As concerns escalate across the United States about a potential “second wave” of coronavirus cases that could impact multiple areas of the country, it would be fair to say that the COVID-19 pandemic is continuing to significantly alter the stakes for independent financial advisors across many areas of their business, especially succession planning.
Indeed, in today’s new normal, advisors contemplating selling their practices and riding off into the sunset of retirement are under more pressure than ever before to get things right the first time.
While the two primary goals of any succession planning process—ensuring that clients are well taken care of and maximizing the sale value of the business—have not changed, to maximize their chances of achieving the best possible outcomes, advisors need to stay current on key emerging developments and ask where their current broker/dealer’s offerings stand.
Leaving aside ordinary course items of rising importance—such as cybersecurity and Reg BI implementation, for example—advisors are increasingly reluctant to sell during this ongoing period of disruption and uncertainty without a greater level of commitment and ongoing support from their firms.
Independent financial advisors who are exploring a succession planning–based sale of their business in a post-pandemic environment should not necessarily assume that this is not the right time for such a transaction. But they will need to ensure they have access to the following resources from their firms in order to get any such transaction right the first time:
Operational expertise to navigate industry changes: Many older advisors are considering retirement due to the impending requirements of Reg BI, the ever-increasing responsibility to improve cybersecurity or any of the other fundamental changes that continue to sweep the industry.

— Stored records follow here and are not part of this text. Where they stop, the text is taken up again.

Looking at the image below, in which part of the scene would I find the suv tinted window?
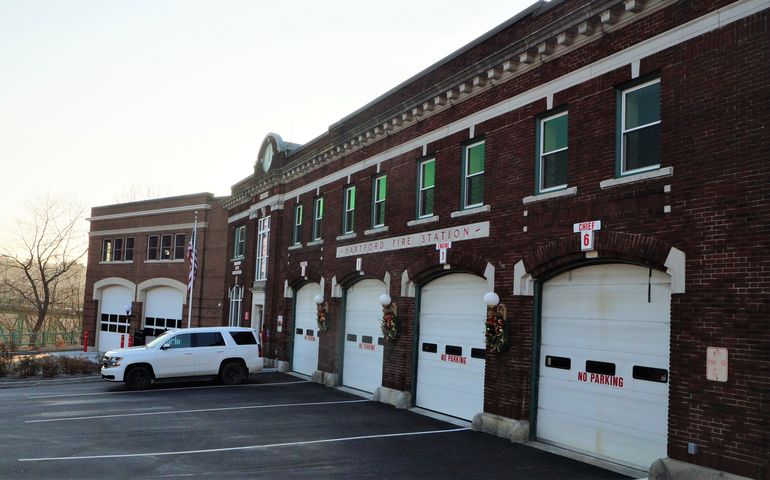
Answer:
[193,332,225,347]
[230,332,257,345]
[168,333,192,348]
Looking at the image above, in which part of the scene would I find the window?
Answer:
[233,225,246,258]
[101,237,134,262]
[535,111,568,193]
[230,332,257,345]
[229,285,243,327]
[254,217,270,280]
[417,158,436,218]
[462,142,484,209]
[342,185,356,234]
[147,235,158,260]
[160,235,171,260]
[102,238,112,262]
[123,237,134,262]
[174,233,187,260]
[372,175,388,228]
[291,203,302,245]
[616,79,660,176]
[313,197,324,241]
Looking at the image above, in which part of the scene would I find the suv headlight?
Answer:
[104,357,123,368]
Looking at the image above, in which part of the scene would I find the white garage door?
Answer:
[537,264,671,470]
[96,285,133,352]
[144,287,185,342]
[292,283,321,375]
[416,273,489,420]
[342,280,385,393]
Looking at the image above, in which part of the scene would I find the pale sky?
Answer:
[0,0,534,253]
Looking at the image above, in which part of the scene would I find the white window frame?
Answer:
[254,217,270,280]
[537,110,569,193]
[462,140,486,210]
[233,225,246,259]
[372,174,388,228]
[417,158,436,218]
[311,197,324,242]
[342,185,356,235]
[291,203,304,245]
[620,78,660,176]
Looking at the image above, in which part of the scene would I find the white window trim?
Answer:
[462,140,486,210]
[417,158,436,220]
[620,78,660,176]
[364,175,388,229]
[537,110,569,194]
[599,167,674,190]
[254,217,270,281]
[521,187,577,205]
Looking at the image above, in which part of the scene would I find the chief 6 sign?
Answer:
[572,220,602,252]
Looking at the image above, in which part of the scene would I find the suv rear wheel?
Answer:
[125,366,152,390]
[219,362,246,385]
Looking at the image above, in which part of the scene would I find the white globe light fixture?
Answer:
[484,292,500,307]
[380,293,392,307]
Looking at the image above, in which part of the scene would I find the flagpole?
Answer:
[187,210,198,328]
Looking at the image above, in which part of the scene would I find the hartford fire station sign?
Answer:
[337,222,489,258]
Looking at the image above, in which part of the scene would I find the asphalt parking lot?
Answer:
[0,373,629,480]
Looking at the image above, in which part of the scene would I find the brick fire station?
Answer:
[84,0,770,478]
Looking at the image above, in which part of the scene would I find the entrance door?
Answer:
[416,273,488,420]
[342,280,386,393]
[292,283,321,375]
[537,264,671,470]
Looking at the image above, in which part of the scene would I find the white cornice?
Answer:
[88,222,209,237]
[230,0,770,218]
[86,203,211,222]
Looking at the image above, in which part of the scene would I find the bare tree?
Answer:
[0,197,88,345]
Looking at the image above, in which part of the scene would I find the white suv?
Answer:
[102,327,263,389]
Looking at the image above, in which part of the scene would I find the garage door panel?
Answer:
[542,316,670,356]
[342,279,387,393]
[415,274,488,420]
[536,264,671,468]
[537,406,666,470]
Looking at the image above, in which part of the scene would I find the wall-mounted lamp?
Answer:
[484,292,508,353]
[380,293,398,342]
[313,295,329,332]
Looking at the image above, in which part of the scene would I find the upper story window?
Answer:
[254,217,270,280]
[462,141,484,209]
[291,203,302,245]
[535,111,568,193]
[616,79,660,176]
[372,175,388,228]
[342,185,356,234]
[233,225,246,258]
[313,197,324,241]
[417,158,436,218]
[146,233,187,260]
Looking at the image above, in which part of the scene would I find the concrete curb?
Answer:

Firms that are serious about empowering advisors to achieve the best outcomes for retirement are increasingly making a commitment to deliver ongoing guidance and support to the buyer of a practice, long after the transaction has been completed. The more seamless the connection is between the newly expanded practice and the various subject matter experts throughout the firm it is affiliated with, the better equipped the acquiring advisor will be to successfully integrate the businesses and ensure optimal service to clients of the acquired business.
In-depth training for prospective buyers: Succession-minded advisors should seek out firms with established acquisition-readiness programs for the advisors in their networks. Before these prospective buyers make any concrete moves to purchase other practices, such programs help them prepare—strategically, operationally and financially—to put their best foot forward when combining a retiring advisor’s book of business with their own.
For selling advisors, these programs are crucial because they increase the likelihood of receiving a serious, viable offer from a qualified succession partner with whom they and their clients are actually compatible—rather than those who look good only on paper and whose acquisition proposals fall apart upon further scrutiny.
Robust matching platforms and strong transactional volume: In addition to having a bench of acquisition-ready advisors to tap into, a broker/dealer partner should have platforms that combine technology with dedicated human expertise to identify buyer-seller matches that fit both parties and their respective clients.
Moreover, they should have a track record of facilitating a high volume of succession-related transactions. This can be an important gauge of the firm’s ability to find appropriate succession partners and solve transactional issues such as structuring and legal challenges, as well as its familiarity with a suitable range of viable financing sources.
Third-party succession planning consultants may see higher transactional volumes than their in-house counterparts. One potential drawback to working with such third parties, however, is that they are unlikely to stick around after the initial transition period to ensure the long-term success of the union. In other words, a consultant’s focus tends to be on the transaction, not necessarily what comes after.
For any financial advisor, succession is the culmination of all their hard work and the “sweat equity” they have built over the course of their career. It stands to reason that they should approach this process as thoughtfully as possible, in order to reap the rewards of their years of focus and sacrifice.
Depending on their circumstances and the capabilities available to them through their current broker/dealer, it may make sense for advisors considering a succession planning–based sale of their business to change affiliations to a firm that can more effectively help them execute a smooth succession process.
Todd Fulks is senior vice president, succession planning and business acquisition, at Advisor Group.